In other words, it takes time, if not a long time, for these changes to affect house prices. In an elaboration of this point, BIS researchers found that changes in real (not nominal) short-term rates can continue to reverberate for five full years.

All of this may help explain what happened before the 2008 crash. The lag in the effects of monetary policy may mean, as one study has suggested, that the housing bust was partly due to delayed effects of Fed hikes that began in 2004. As a result, the interest rate chickens did not return home until 2007.

Aside from the delayed effects, there is the problem of expectations. There is evidence that when the Fed delivers a “shock” when it raises or lowers rates, it will have an outsized impact on house prices. But if everyone expects him to gradually raise rates in some way and precisely do so – well, there might not be as much of an impact on the prices of accommodations.

OK, you might say. Forget short-term rates. What about 30-year mortgage rates? They are going up right now and that directly affects borrowings. Surely that bodes ill for house prices, doesn’t it?

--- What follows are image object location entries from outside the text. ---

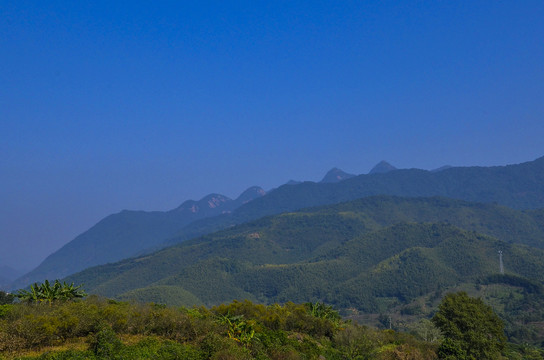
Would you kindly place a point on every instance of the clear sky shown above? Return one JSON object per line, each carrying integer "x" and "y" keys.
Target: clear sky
{"x": 111, "y": 105}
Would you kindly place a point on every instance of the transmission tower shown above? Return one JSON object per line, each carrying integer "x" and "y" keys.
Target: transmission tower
{"x": 500, "y": 262}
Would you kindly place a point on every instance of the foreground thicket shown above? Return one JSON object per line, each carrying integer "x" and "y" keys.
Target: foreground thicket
{"x": 98, "y": 328}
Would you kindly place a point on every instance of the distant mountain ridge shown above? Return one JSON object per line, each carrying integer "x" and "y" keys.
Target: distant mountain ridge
{"x": 519, "y": 186}
{"x": 382, "y": 167}
{"x": 128, "y": 233}
{"x": 335, "y": 175}
{"x": 353, "y": 254}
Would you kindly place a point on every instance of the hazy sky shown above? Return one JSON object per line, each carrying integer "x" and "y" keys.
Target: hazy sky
{"x": 111, "y": 105}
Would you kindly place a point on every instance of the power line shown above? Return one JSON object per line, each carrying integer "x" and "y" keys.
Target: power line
{"x": 500, "y": 262}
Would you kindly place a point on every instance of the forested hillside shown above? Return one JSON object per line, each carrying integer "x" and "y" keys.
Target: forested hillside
{"x": 128, "y": 233}
{"x": 517, "y": 186}
{"x": 373, "y": 255}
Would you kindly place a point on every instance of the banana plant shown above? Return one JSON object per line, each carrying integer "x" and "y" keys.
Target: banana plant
{"x": 49, "y": 293}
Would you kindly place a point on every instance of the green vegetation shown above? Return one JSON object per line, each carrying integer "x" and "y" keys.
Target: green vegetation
{"x": 6, "y": 298}
{"x": 47, "y": 292}
{"x": 370, "y": 256}
{"x": 98, "y": 328}
{"x": 471, "y": 329}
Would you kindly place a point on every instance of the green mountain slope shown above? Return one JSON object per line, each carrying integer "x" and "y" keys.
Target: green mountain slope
{"x": 356, "y": 249}
{"x": 128, "y": 233}
{"x": 517, "y": 186}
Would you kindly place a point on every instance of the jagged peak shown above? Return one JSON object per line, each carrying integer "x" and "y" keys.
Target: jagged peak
{"x": 211, "y": 200}
{"x": 251, "y": 193}
{"x": 382, "y": 167}
{"x": 335, "y": 175}
{"x": 445, "y": 167}
{"x": 293, "y": 182}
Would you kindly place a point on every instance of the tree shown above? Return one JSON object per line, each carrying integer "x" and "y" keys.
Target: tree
{"x": 6, "y": 298}
{"x": 470, "y": 327}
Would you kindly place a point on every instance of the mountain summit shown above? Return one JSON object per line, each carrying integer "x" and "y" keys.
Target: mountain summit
{"x": 382, "y": 167}
{"x": 335, "y": 175}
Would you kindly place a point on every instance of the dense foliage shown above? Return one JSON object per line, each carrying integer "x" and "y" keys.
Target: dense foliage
{"x": 98, "y": 328}
{"x": 102, "y": 329}
{"x": 471, "y": 329}
{"x": 130, "y": 232}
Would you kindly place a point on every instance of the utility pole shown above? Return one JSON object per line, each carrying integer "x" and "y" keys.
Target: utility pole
{"x": 500, "y": 262}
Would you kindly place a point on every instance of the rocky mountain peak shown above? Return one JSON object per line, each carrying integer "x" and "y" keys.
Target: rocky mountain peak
{"x": 335, "y": 175}
{"x": 382, "y": 167}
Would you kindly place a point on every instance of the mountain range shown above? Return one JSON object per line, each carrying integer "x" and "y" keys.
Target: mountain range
{"x": 130, "y": 233}
{"x": 371, "y": 255}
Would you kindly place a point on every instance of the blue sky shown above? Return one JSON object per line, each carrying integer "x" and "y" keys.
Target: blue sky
{"x": 108, "y": 105}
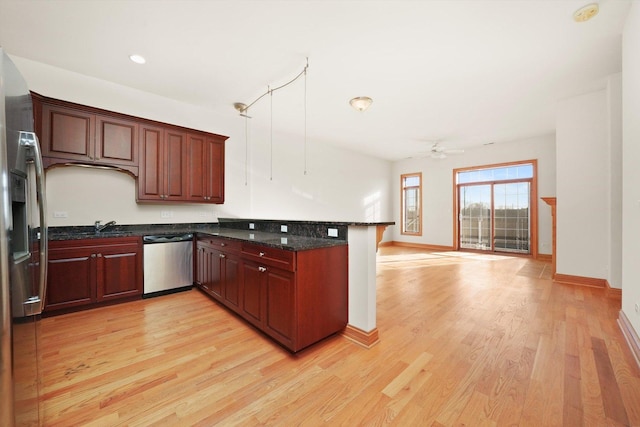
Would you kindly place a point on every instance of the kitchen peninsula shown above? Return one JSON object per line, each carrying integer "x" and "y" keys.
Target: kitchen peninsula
{"x": 293, "y": 280}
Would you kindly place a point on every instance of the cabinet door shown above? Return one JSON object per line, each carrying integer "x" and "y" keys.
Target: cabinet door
{"x": 175, "y": 165}
{"x": 216, "y": 265}
{"x": 119, "y": 272}
{"x": 232, "y": 282}
{"x": 151, "y": 176}
{"x": 71, "y": 278}
{"x": 280, "y": 312}
{"x": 197, "y": 159}
{"x": 200, "y": 264}
{"x": 205, "y": 168}
{"x": 253, "y": 298}
{"x": 215, "y": 168}
{"x": 116, "y": 141}
{"x": 67, "y": 133}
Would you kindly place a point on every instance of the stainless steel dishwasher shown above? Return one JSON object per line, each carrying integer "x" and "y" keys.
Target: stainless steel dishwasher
{"x": 168, "y": 264}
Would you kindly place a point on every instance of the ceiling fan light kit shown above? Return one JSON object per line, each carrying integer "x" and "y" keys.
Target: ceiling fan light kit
{"x": 586, "y": 12}
{"x": 439, "y": 152}
{"x": 361, "y": 103}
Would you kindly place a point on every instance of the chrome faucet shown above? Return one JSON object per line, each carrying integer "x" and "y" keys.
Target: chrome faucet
{"x": 100, "y": 227}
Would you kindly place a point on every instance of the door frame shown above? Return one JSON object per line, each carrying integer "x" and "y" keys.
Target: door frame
{"x": 533, "y": 204}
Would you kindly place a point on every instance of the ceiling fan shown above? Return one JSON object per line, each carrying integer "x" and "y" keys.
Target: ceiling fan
{"x": 439, "y": 152}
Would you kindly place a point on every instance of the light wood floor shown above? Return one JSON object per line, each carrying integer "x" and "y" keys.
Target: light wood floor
{"x": 466, "y": 339}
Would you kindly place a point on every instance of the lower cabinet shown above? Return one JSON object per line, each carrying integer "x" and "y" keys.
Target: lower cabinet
{"x": 93, "y": 271}
{"x": 295, "y": 297}
{"x": 218, "y": 270}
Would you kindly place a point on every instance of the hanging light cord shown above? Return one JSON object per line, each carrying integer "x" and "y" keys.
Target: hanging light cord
{"x": 246, "y": 150}
{"x": 270, "y": 91}
{"x": 305, "y": 120}
{"x": 271, "y": 143}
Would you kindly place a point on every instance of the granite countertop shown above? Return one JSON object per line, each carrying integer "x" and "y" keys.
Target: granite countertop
{"x": 291, "y": 242}
{"x": 283, "y": 234}
{"x": 284, "y": 241}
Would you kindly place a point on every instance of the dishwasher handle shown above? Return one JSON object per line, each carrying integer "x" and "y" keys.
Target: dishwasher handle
{"x": 167, "y": 238}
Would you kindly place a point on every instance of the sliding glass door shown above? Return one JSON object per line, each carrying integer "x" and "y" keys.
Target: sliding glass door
{"x": 494, "y": 208}
{"x": 475, "y": 217}
{"x": 511, "y": 217}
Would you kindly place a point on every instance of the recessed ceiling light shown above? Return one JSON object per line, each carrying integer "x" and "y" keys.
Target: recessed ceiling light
{"x": 586, "y": 12}
{"x": 138, "y": 59}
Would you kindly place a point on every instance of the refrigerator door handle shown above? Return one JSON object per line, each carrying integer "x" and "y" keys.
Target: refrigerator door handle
{"x": 29, "y": 140}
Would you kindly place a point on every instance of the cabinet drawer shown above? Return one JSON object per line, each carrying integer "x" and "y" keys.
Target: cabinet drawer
{"x": 271, "y": 256}
{"x": 220, "y": 244}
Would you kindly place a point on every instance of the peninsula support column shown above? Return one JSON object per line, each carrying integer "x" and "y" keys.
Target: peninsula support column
{"x": 363, "y": 242}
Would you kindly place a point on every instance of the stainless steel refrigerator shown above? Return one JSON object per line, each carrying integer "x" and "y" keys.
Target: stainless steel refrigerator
{"x": 23, "y": 251}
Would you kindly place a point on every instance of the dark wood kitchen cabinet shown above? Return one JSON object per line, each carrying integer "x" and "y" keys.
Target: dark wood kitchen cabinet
{"x": 91, "y": 272}
{"x": 170, "y": 163}
{"x": 206, "y": 168}
{"x": 268, "y": 300}
{"x": 71, "y": 133}
{"x": 218, "y": 270}
{"x": 163, "y": 165}
{"x": 295, "y": 297}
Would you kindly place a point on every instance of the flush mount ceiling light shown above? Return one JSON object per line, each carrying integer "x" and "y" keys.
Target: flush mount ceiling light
{"x": 361, "y": 103}
{"x": 138, "y": 59}
{"x": 586, "y": 12}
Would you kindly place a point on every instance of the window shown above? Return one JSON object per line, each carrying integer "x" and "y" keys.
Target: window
{"x": 411, "y": 203}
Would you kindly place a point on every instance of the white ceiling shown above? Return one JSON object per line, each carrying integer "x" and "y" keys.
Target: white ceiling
{"x": 462, "y": 72}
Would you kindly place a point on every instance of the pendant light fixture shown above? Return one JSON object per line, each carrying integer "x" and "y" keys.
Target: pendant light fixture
{"x": 243, "y": 109}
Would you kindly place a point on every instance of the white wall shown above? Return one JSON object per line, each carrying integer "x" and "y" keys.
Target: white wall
{"x": 614, "y": 106}
{"x": 631, "y": 170}
{"x": 339, "y": 185}
{"x": 588, "y": 147}
{"x": 437, "y": 193}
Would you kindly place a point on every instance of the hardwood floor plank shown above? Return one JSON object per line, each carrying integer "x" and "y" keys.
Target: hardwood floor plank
{"x": 611, "y": 397}
{"x": 465, "y": 338}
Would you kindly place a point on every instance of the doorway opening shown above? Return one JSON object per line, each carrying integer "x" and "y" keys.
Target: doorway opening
{"x": 496, "y": 208}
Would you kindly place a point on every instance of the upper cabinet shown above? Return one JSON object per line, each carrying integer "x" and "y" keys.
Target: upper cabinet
{"x": 205, "y": 153}
{"x": 171, "y": 163}
{"x": 69, "y": 134}
{"x": 163, "y": 167}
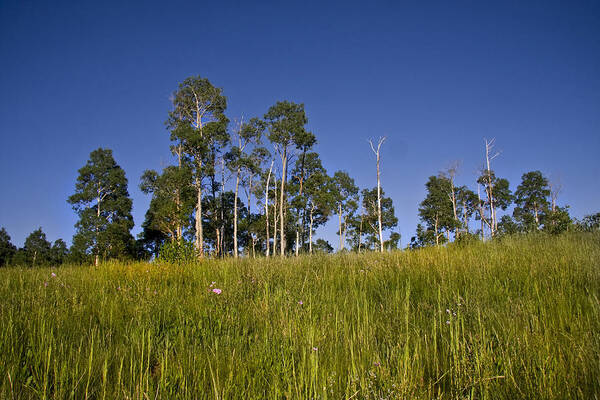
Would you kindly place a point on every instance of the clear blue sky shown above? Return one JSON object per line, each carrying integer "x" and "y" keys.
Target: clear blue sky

This too has long been an article of faith. A typical early study that looked at historical data found that this was most definitely the case. When mortgage rates go up, house prices go down. But even here things are much more complex than it seems at first sight.

First, there is evidence that this relationship between mortgage rates and house prices was predictable in precisely the way we imagine before the 1980s. After deregulation of the mortgage market and the spread of securitization, lenders and buyers homeowners have found they can circumvent many of the obstacles that were originally posed by rising mortgage rates.

Since then, the relationship between rising long-term mortgage rates and house prices has become even more complicated, with more recent studies suggesting a tenuous link. In any case, there is very little consensus. Some studies find a link; others, like the one who subjected the phenomenon to a battery of statistical examinations, concluded that “there is virtually no short-term influence of mortgage rates on house prices.”

The problem, as a recent summary of the various cross-currents at work noted, is that rising mortgage rates often go hand in hand with rising wages, a stronger economy and inflation – all forces that, in different ways, are helping to ease the burden of rising borrowing costs.

None of this means that a spike in short-term or long-term rates is great news for house prices. It’s not. But given the time it will take for the full effects to kick in, not to mention the many confusing forces at work, it’s entirely possible that the housing market will surprise us yet again.

This column does not necessarily reflect the opinion of the Editorial Board or of Bloomberg LP and its owners.

Stephen Mihm, professor of history at the University of Georgia, is a Bloomberg Opinion contributor.